Missouri governor stirred disputes before affair, indictment

Missouri Republican Gov. Eric Greitens courted controversy and touched off political disputes even before acknowledging an extramarital affair that led to his indictment in February on a felony invasion of privacy charge and a blistering report from a state House investigatory committee this week.

Greitens had been a rising star in the national Republican Party and a welcome partner for state GOP lawmakers, whose favored policies had faced a Democratic governor’s veto until Greitens’ election in 2016. He also seemed to have his sights set on even higher office, having secured the web address EricGreitensforPresident.com years before running for governor.

But he also made missteps as a first-time candidate and then as a freshman governor, raising questions in particular about secrecy.

On Wednesday a special legislative committee released a graphic report in which a woman testified that Greitens spanked, slapped, grabbed, shoved and threatened her during a series of sexual encounters that at times left her crying and afraid.
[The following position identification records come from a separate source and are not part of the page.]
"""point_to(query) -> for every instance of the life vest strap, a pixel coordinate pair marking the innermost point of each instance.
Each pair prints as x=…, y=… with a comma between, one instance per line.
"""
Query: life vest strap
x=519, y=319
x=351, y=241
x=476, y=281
Greitens has called it an “entirely consensual relationship.”

He faces a criminal charge over allegations that he took a nonconsensual photo of the woman when she was partly naked. He has denied any criminal wrongdoing . A trial is set for May 14.

Here is a look at some other notable hiccups during Greitens’ first campaign and first year in office:


While running for governor, Greitens repeatedly touted his volunteer work with refugees in the Balkans in 1994, saying he helped children in Bosnia, where thousands died amid ethnic strife following the collapse of the former Yugoslavia. He later acknowledged that most of the work was in safer, neighboring Croatia. Asked about the word choice, Greitens told The Associated Press that people recognized what happened in Bosnia and understood working with Bosnian refugees. But the choice also may have had a political advantage: Missouri has a large population of Bosnian refugees.


Greitens’ campaign for governor had access to the donor list for The Mission Continues, a veterans’ charity he founded, and raised $2 million from individuals and entities that had given the charity significant contributions. Democrats said it was the kind of insider politics that Greitens decried in his campaign, and the chairman of the state party filed an ethics complaint contending he should have disclosed the list as an in-kind contribution.

Greitens initially denied using the charity’s list for fundraising, then belatedly reported it as an in-kind contribution. He paid a $100 fine.

Federal law prohibits charities such as The Mission Continues from intervening in political campaigns on behalf of candidates. The IRS has said charities cannot give their donor lists away but can rent them at fair market value if they’re available to all candidates.

In March, the AP reported that Greitens had used an email address for The Mission Continues to arrange political meetings as he prepared to launch his campaign. Experts on rules governing nonprofits told the AP that a scenario such as Greitens’ use of the charity’s email account could cross the line of what’s allowed, though they said that line is not clearly defined.

Attorney General Josh Hawley is investigating The Mission Continues as it relates to the state’s consumer protection and charitable registration and reporting laws.


During his campaign, Greitens emphasized how he started The Mission Continues with combat pay from a tour in Iraq, and he initially worked for the charity without pay. But as donations rose, he started taking a salary, and it hit $175,000 in 2011 — above the median for nearly 240 medium-sized charities in the Midwest, though not extravagant, according to analysts.

Greitens’ Democratic opponent suggested in an ad that the Republican was diverting money that was supposed to be used to help veterans.


Greitens made fighting corruption and making ethics reforms a key part of his successful campaign for governor. Once elected, he broke with tradition by refusing to disclose the amount of the donations to his inaugural festivities. Democratic legislators said the move could allow him to hide any conflicts of interest.


Within weeks of Greitens taking office, his campaign treasurer founded a nonprofit group to promote the new governor’s agenda. The group can take an unlimited amount of money from donors and it does not have to reveal who is contributing.

Separately, Greitens received a contribution of nearly $2 million for his campaign from a super PAC with only a single, mystery group as a donor.


The state attorney general’s office reviewed Greitens’ and some of his staff’s use of a secretive app that deletes messages after they’re read. The Confide app also prevents recipients from saving, forwarding, printing or taking screenshots of messages. Government-transparency advocates worry that use of the app could undermine open-record laws. Hawley’s office found no evidence of wrongdoing after Greitens’ staff indicated he might invoke executive privilege to avoid being interviewed and others said they didn’t use the app for substantive government business. A lawsuit filed by an open government activist is pending.


Greitens worked for months to appoint five new members to the eight-member State Board of Education and engineer its firing in December of the state’s education commissioner. The effort drew strong criticism from some educators and lawmakers, who praised former Commissioner Margie Vandeven’s work. Greitens was never clear about what Vandeven had done wrong; critics said the move interfered with the independence of the school board. In part because of a dispute with lawmakers over the tactics Greitens used to oust Vandeven, the state board lacks a quorum and has not been able to hire someone to replace her.